FINANCIAL STATEMENT PREPARATION –

The following events occurred at MGR Company during its first year of business:

a. To establish the MGR, Merry and Mary each contributed a total of $50,000 in exchange for common stock.

b. MGR, or MerryGoRound is an Event Planning Company that specializes in high-end parties. The first year they conducted 94 events and revenue for the first year amounted to $470,000, of which 95% was to be paid by the date of the event and the remainder due within 30 days of the event.

c. Clients owe $15,000 at the end of the year from the services provided in December.

d. At the beginning of the year, a storage building was rented. The company was required to sign a two-year lease for $15,000 per year and make a $3,000 refundable security deposit. The first year’s lease payment and the security deposit were paid at the beginning of the year.

e. At the beginning of the year, the company purchased a full-size Merry-Go-Round at a cost of $100,000 as the signature theme piece of their company. The Merry-Go-Round is expected to be useful for fifteen years. The company paid 20% down in cash and signed a four-year note at the bank for the remainder (with 10% interest-only to be paid annually until maturity). Since each event includes the Merry-Go-Round, MGR also purchased a flatbed trailer to haul it with, for $8,000, also with an expected 15 year life. MGR must lease a large truck to haul the trailer for each event, which costs $1,000 per day.

f. Other operating expenses, including wages, deprecation on other equipment, utilities, and rent on the storage building noted in (d) and (e) above, totaled $136,000 for the first year. No expenses were accrued or unpaid at the end of the year.

g MGR purchased other equipment (tables & carts, ice machine, food heating trays and bags, helium tanks, music system, etc) for $10000 with an estimated life of 10 years and no salvage value. Salaries and wages for the year total $112,800 including payroll taxes.

h The company declared and paid a $50,000 cash dividend at the end of the first year.

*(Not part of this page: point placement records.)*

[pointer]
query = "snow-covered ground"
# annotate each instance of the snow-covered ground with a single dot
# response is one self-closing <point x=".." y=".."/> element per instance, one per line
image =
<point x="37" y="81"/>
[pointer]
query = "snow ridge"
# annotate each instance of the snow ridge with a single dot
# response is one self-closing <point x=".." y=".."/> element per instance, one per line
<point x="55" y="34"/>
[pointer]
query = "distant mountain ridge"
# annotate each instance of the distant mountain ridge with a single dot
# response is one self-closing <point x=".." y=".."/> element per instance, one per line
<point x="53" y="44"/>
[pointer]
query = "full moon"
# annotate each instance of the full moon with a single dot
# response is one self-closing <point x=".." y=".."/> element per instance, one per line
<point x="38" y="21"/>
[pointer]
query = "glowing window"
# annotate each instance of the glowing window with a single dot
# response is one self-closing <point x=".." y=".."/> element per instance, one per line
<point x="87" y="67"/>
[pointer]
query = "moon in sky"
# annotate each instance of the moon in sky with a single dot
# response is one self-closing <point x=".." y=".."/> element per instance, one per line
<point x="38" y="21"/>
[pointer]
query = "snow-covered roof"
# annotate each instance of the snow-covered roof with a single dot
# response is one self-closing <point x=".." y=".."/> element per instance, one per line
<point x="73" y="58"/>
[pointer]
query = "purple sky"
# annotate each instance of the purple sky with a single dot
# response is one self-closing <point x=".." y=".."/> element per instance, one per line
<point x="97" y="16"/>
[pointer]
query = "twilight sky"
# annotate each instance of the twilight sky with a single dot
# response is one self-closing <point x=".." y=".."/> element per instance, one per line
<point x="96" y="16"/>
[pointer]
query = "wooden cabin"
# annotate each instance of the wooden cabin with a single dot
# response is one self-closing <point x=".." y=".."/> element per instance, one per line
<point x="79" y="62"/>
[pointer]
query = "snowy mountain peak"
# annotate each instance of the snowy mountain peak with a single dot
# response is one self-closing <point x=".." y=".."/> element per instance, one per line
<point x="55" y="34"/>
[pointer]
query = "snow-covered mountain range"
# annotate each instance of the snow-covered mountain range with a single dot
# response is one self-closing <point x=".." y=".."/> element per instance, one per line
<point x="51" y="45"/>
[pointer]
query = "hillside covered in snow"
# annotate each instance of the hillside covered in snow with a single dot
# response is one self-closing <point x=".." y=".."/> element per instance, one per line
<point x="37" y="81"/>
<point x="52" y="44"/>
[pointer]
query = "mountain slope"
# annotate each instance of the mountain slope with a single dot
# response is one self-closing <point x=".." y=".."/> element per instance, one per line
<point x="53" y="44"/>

i MGR is in the 35% corporate tax bracket.

Required​

1 Prepare an income statement for the first year.

2 Prepare a balance sheet as of the end of the first year.

3 Prepare a statement of retained earnings as of the end of the first year.

4 Prepare a statement of cash flows for the first year using the direct method in the Operating Activities section.

5 Complete both a horizontal and vertical analysis of the Income statement.

6 Did the company generate more or less cash flow from operations than it earned in net income? Explain why there is a difference.

7 Compute, explain & analyze the following ratios:

a Gross Profit

b Operating Leverage ratio

c Return on common equity

d Current ratio

e Operating Cash flow to current liabilities

f Long-term debt to assets

g Interest coverage

Complete the financial statements and analyses for the case in the file.  Be sure to explain your findings and make recommendations to the owners for next year.

Hint: You may want to show each transaction in the Accounting Equation to be sure you are getting all the activities in the correct parts of the financial statements.